Cartographier l'UAG par rapport à vos clients de reporting d'actifs numériques
Pour les clients détenant des crypto-actifs importants déclarés selon les IFRS ou les US GAAP, les domaines d'intérêt éventuels de l'UAG pourraient affecter le périmètre d'audit, les exigences de divulgation et les directives éthiques pertinentes pour leurs auditeurs. Signaler ce développement structurel dans les briefings clients démontre que votre cabinet suit la normalisation à la source, et non pas seulement en réagissant aux règles finalisées.
FAQ
Qu'est-ce que le groupe consultatif conjoint IAASB-IESBA ?

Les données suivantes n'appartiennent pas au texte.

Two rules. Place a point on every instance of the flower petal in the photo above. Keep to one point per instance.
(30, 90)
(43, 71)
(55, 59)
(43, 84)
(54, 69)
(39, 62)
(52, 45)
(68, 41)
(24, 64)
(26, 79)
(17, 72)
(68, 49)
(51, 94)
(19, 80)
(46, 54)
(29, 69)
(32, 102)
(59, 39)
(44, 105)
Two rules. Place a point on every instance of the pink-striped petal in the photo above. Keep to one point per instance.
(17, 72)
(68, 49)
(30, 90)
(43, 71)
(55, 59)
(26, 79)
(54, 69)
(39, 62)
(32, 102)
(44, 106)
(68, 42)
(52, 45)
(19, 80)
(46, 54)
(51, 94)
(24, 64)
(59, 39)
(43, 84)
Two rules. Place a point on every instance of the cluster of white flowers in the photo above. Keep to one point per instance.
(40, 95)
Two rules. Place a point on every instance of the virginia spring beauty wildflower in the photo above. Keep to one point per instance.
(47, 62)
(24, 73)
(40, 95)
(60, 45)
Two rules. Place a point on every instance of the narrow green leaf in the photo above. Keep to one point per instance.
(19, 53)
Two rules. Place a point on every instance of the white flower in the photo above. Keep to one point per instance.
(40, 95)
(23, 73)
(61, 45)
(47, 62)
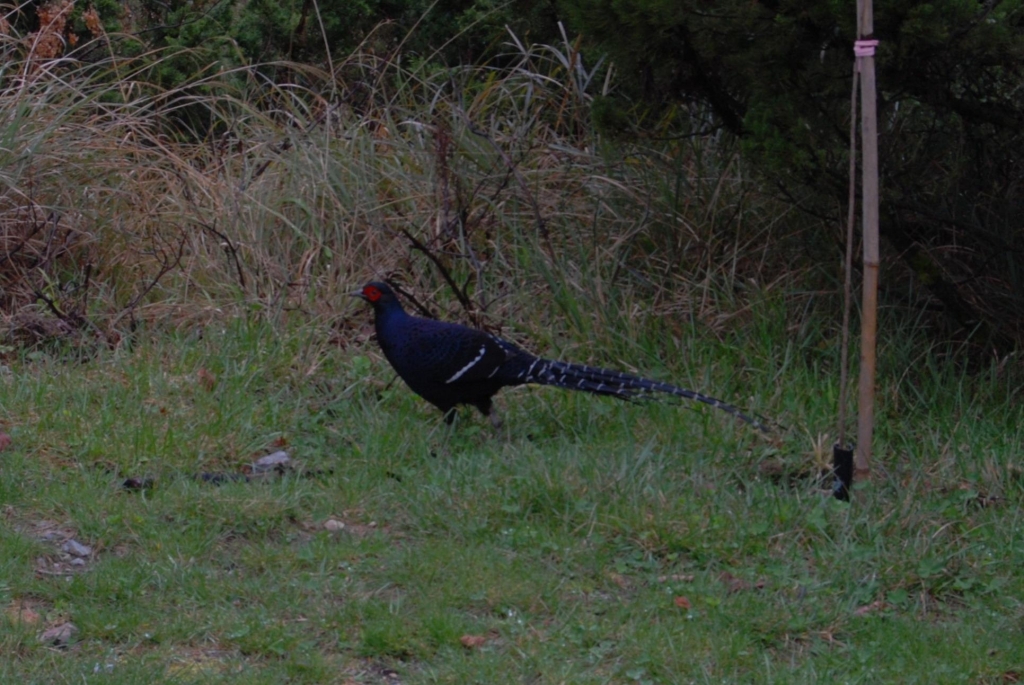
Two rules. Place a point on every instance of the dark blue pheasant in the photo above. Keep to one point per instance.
(450, 364)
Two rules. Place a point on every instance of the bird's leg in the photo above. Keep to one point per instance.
(487, 409)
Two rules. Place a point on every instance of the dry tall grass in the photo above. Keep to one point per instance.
(478, 179)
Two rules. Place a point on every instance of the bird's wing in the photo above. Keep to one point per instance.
(453, 354)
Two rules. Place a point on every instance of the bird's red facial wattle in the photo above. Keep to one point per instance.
(372, 294)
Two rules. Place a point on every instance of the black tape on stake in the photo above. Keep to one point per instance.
(843, 472)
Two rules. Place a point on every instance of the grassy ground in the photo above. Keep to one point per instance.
(592, 542)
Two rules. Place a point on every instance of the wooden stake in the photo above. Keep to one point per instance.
(869, 191)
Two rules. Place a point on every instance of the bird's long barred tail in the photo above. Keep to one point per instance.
(617, 384)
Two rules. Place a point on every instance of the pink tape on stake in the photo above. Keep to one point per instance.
(864, 48)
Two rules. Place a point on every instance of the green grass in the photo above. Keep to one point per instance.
(565, 542)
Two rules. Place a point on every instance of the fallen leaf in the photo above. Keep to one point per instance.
(472, 641)
(877, 605)
(58, 636)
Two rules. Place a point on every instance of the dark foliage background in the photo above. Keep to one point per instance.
(772, 76)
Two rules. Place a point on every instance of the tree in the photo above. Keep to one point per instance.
(776, 74)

Il s'agit d'un nouvel organe consultatif, supervisé conjointement par le Conseil des normes internationales d'audit et d'assurance et le Conseil des normes internationales d'éthique pour les comptables, conçu pour intégrer les perspectives des utilisateurs des états financiers dans le processus mondial de normalisation de manière structurée.
L'UAG a-t-il un pouvoir direct sur les normes comptables ?
Non. C'est un organe consultatif. Son rôle est d'informer les délibérations de l'IAASB et de l'IESBA, et non de fixer ou d'approuver des normes. L'autorité finale sur les normes d'audit et d'éthique reste avec chaque conseil respectif.
Comment cela affecte-t-il les cabinets traitant des actifs crypto IFRS ou des positions ASC 350-60 ?
Indirectement, mais de manière significative. Les groupes d'utilisateurs canalisant les préoccupations des investisseurs et des analystes vers l'IAASB et l'IESBA pourraient accélérer ou façonner les directives sur le reporting d'audit et les exigences éthiques liées aux informations sur les actifs numériques. Les cabinets devraient surveiller comment les contributions de l'UAG apparaissent dans les futurs plans de travail de l'IAASB et de l'IESBA.
Quand l'UAG commencera-t-il à influencer les normes publiées ?
Le groupe a été annoncé le 2 avril 2026 et est nouvellement formé. Les cycles de normalisation sont des processus pluriannuels. Toute influence sur les normes ou directives publiées apparaîtra très probablement dans des exposés-sondages ou des documents de consultation avant d'être reflétée dans des décisions finales.
Où les cabinets peuvent-ils suivre les développements de l'UAG ?
L'IAASB et l'IESBA publient tous deux des actualités, des consultations et des documents d'ordre du jour sur leurs sites web officiels, respectivement à iaasb.org et ethicsboard.org. Ce sont les sources faisant autorité pour les mises à jour de l'UAG.